I can’t say that the 2018 UK heatwave is due to global warming. However, with unusually high temperatures present across the globe, it takes less significant weather patterns to produce significant heatwaves in the UK (and elsewhere). And with the jet streams that guide our weather systems already feeling the effects of climate change (something which I researched as an undergraduate), we can only expect more extremes in the future.

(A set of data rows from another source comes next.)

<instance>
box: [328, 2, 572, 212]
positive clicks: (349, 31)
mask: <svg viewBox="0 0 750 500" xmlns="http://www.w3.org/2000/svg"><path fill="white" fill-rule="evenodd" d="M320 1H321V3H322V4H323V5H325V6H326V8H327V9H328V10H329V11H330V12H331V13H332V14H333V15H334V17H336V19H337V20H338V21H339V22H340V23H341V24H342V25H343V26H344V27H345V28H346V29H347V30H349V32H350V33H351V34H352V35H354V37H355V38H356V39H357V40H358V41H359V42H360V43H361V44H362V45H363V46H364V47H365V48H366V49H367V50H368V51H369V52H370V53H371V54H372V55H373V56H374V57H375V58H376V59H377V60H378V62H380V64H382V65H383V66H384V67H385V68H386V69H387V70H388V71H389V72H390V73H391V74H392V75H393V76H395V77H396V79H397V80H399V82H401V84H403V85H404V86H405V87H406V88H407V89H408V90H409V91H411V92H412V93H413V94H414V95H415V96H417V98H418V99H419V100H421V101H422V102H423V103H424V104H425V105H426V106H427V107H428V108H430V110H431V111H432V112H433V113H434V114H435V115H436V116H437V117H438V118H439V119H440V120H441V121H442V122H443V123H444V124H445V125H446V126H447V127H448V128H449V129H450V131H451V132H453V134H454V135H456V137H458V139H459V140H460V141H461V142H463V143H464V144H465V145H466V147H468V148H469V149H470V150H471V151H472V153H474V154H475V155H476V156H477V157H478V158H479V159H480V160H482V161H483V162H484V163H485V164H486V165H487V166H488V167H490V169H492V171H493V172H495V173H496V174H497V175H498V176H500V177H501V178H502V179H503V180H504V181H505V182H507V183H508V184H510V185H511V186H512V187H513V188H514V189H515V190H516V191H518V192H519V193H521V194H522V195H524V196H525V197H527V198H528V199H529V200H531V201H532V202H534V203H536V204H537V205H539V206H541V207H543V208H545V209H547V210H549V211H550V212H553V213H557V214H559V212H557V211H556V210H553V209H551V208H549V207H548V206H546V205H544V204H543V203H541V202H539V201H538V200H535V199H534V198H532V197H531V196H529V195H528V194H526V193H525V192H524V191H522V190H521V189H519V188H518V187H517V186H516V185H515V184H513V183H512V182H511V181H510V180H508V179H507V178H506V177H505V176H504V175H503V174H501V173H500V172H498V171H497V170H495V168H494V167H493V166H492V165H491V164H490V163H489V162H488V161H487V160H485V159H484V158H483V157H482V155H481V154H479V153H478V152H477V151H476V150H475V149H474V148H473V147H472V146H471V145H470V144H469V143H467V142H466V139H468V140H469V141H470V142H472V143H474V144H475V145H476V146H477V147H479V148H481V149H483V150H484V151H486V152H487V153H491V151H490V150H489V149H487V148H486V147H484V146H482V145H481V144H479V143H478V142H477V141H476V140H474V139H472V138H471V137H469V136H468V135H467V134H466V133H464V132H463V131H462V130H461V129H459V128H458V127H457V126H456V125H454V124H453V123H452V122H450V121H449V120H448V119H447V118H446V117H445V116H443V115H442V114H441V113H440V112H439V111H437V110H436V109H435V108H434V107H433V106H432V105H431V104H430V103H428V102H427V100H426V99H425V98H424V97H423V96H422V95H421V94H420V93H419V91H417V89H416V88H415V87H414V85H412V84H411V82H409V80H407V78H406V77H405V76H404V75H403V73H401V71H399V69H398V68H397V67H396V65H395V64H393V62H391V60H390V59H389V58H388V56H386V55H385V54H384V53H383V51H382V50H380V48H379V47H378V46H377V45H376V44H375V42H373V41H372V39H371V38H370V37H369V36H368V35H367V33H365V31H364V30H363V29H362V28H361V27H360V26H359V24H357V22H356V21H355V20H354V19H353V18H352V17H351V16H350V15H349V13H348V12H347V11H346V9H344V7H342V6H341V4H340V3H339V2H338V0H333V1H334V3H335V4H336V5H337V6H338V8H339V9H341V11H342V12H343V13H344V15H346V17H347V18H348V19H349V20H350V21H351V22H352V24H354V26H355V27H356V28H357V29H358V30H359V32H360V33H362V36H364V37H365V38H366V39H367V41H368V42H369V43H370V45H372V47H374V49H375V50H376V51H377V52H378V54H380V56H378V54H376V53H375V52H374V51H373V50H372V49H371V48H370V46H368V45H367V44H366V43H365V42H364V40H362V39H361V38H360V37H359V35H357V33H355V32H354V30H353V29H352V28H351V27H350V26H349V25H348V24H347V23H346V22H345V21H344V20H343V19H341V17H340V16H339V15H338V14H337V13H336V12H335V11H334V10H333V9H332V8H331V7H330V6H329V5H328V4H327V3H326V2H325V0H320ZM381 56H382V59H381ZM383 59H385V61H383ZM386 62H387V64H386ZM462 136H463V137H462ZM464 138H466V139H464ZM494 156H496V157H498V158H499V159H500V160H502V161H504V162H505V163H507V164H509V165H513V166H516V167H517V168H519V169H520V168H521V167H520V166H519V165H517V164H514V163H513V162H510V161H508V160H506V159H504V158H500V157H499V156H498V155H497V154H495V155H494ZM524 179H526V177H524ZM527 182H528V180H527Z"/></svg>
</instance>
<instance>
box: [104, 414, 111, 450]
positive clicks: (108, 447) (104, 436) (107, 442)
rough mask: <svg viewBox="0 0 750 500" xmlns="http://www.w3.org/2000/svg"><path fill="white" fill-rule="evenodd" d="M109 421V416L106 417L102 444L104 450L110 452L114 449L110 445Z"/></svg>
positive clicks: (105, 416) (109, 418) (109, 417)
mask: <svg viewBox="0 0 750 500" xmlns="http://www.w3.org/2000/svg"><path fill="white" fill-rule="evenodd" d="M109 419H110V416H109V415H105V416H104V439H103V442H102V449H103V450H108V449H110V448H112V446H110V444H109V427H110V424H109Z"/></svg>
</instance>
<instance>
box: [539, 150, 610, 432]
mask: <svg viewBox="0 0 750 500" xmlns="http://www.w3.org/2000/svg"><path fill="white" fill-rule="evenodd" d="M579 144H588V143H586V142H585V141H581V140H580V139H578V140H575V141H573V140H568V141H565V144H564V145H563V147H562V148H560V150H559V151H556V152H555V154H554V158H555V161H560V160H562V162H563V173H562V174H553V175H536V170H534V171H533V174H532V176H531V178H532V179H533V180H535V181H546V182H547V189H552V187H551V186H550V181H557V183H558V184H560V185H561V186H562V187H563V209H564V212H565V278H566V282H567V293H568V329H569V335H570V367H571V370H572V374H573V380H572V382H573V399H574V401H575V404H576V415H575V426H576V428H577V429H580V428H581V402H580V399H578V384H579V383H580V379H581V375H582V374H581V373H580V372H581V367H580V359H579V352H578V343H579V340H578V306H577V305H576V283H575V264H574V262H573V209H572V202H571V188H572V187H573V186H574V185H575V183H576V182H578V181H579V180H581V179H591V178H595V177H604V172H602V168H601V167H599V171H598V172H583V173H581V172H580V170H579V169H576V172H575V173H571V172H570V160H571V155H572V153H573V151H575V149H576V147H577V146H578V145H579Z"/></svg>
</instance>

3 thoughts on “It’s a #GlobalHeatwave

  1. John July 27, 2018 / 3:28 pm

    Good piece about comparisons. I live near Ottawa, Canada. I can’t harness the rage i have for the same small group of greedy Corporate maniacs stripping the world of our ability to survive only for financial gain NOW. I have seen (more noticably in the past 20 yrs) the whole texture of climate/temperatures change radically. i was born in ’54 and remember weather being MUCH cooler then and have since witnessed temps climb EXPONENTIALLY. The longer our species waits, the faster this vicious circle of degredation occurs.

    Now, having stated the obvious (to those perceptive enough), i have seen literally tousands of reports stating the same thing: the situaton is critical and we need to act NOW.

    But who does anything? The collective geopolitical entities globally are setting a precident for more emmissions and more deforestation now: exactly when we need to stop both and “re-plant” on a massive scale.

    Our biggest threat is misinformation…economies can actually be boosted by dumping archaic industry and going to more efficient energy and lifestyles.